Per esempio, visto lo stato presente delle province meridionali, sarebbe stato un ottimo sintomo se avessero trionfato sopra larga scala non fosse altro che i cavallottiani; e noi ce ne saremmo rallegrati, come crediamo se ne sarebbero rallegrati anche i socialisti democratici. Ma non per questo socialisti ed anarchici avrebbero dovuto nel Mezzogiorno difendere i cavallottiani. Al contrario, i socialisti mettono dappertutto le candidature loro, anche se questo debba diminuire la probabilità di riuscita del candidato meno reazionario – e noi predichiamo dappertutto l’astensione cosciente, senza preoccuparci se essa possa favorire un candidato o l’altro. Per noi non è il candidato che importa, perchè tanto non crediamo nell’utilità di avere dei «buoni deputati»; quel che importa è la manifestazione dello stato d’animo del pubblico; e fra i tanti curiosi stati d’animo in cui può trovarsi un elettore, il migliore è quello che gli fa comprendere la inutilità ed i danni della deputazione al Parlamento e lo spinge a lavorare per quel che desidera, direttamente, associandosi a tutti quelli che hanno gli stessi suoi desideri.

Infine, perchè mai Merlino ha voluto chiudere la sua lettera con delle insinuazioni, che, viste le relazioni in cui in questo momento egli si trova con gli anarchici, sono almeno di cattivo gusto? Merlino si dice sempre anarchico e si sforza per farci concepire l’anarchia come l’intende lui e per farci accettare la tattica sua; ed è suo diritto. Ma perchè piglia un tono che si può forse usare coll’avversario che non ci importa di offendere, ma non conviene con compagni che si vuole convincere ed attirare?

Già tempo fa, rispondendo nel Messaggero al Malatesta che aveva parlato della «incipiente riorganizzazione» del partito anarchico, Merlino ne faceva le beffe, quando egli sapeva che gli anarchici si riorganizzavano davvero, ed avevano già ottenuto dei risultati modesti sì, ma ben reali. Ora poi viene a tirar fuori gli anarchici che si dicono astensionisti e votano, e ci butta sul viso l’Azzaretti, che noi stessi abbiamo denunziato in queste colonne.

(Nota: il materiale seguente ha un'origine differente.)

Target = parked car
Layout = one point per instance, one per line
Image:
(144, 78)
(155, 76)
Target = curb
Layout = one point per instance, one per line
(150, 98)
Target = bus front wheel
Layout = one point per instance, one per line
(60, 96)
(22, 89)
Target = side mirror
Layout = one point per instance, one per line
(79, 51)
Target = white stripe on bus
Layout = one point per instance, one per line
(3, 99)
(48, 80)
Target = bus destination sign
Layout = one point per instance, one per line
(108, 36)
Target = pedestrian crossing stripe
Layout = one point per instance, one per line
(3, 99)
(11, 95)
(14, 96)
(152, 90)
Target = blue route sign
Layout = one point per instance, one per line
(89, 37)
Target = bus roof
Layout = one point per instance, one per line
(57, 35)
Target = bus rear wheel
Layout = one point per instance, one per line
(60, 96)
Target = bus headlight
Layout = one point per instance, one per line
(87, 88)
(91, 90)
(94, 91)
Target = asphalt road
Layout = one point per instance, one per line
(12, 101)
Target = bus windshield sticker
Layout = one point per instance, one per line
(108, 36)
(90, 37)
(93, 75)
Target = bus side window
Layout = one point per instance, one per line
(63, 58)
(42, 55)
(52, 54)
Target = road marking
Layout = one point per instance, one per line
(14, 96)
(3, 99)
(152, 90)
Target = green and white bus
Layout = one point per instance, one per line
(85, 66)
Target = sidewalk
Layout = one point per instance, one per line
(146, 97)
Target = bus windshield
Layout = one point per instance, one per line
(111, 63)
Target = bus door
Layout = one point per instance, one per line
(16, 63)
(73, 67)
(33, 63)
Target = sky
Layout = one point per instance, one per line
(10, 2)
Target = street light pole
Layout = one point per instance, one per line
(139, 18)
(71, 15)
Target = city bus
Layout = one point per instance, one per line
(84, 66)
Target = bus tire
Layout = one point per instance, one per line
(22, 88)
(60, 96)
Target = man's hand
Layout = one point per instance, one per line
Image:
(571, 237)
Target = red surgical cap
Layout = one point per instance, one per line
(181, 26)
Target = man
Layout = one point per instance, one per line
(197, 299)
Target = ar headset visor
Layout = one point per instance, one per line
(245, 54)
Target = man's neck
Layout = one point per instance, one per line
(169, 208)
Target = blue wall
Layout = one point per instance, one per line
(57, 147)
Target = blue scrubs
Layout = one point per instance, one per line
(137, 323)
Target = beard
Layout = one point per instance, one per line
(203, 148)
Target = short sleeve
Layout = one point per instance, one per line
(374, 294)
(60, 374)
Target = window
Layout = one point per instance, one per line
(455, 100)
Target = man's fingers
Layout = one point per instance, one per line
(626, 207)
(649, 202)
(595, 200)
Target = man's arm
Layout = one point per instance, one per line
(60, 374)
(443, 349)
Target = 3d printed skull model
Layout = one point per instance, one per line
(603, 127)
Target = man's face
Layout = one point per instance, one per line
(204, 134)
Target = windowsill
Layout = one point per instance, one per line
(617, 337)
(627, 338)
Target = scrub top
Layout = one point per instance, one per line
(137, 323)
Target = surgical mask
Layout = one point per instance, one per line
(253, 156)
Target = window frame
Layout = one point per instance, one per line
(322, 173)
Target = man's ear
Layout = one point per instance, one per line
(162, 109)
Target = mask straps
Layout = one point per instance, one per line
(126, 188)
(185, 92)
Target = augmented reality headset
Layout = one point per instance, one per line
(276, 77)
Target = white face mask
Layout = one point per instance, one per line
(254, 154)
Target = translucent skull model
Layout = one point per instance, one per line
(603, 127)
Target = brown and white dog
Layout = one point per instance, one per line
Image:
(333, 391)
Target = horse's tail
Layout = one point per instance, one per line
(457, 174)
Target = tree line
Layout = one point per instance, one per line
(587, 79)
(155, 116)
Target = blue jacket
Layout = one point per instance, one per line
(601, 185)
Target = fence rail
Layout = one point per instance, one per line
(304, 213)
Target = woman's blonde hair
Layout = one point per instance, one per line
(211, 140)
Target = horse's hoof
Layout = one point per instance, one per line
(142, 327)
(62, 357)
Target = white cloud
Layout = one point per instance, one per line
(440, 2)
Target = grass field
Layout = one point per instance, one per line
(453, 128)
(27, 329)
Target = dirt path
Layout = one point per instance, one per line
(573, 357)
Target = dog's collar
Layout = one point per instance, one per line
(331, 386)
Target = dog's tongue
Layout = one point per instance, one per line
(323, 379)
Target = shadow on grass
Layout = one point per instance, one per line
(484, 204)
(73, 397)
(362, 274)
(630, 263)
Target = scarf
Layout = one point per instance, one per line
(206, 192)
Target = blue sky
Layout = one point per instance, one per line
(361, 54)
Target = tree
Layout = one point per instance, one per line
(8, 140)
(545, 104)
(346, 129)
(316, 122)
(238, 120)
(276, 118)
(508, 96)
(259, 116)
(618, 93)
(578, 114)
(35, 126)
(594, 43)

Ebbene se vi sono degli «astensionisti» che votano – e sappiamo che ve ne sono di fatto – ciò vuol dire o che non hanno coscienza completa delle opinioni che professano, oppure che non trovano in mezzo agli anarchici la forza sufficiente per resistere alle influenze dal di fuori: ed il rimedio non è di rinunziare tutti al programma, o di aumentare le cause di confusione e di debolezza ma di accrescere la coscienza degl’individui e di rinforzare l’organizzazione del partito.

E se poi vi sono anche dei farabutti, che si vendono, non c’è che da scoprirli e cacciarli.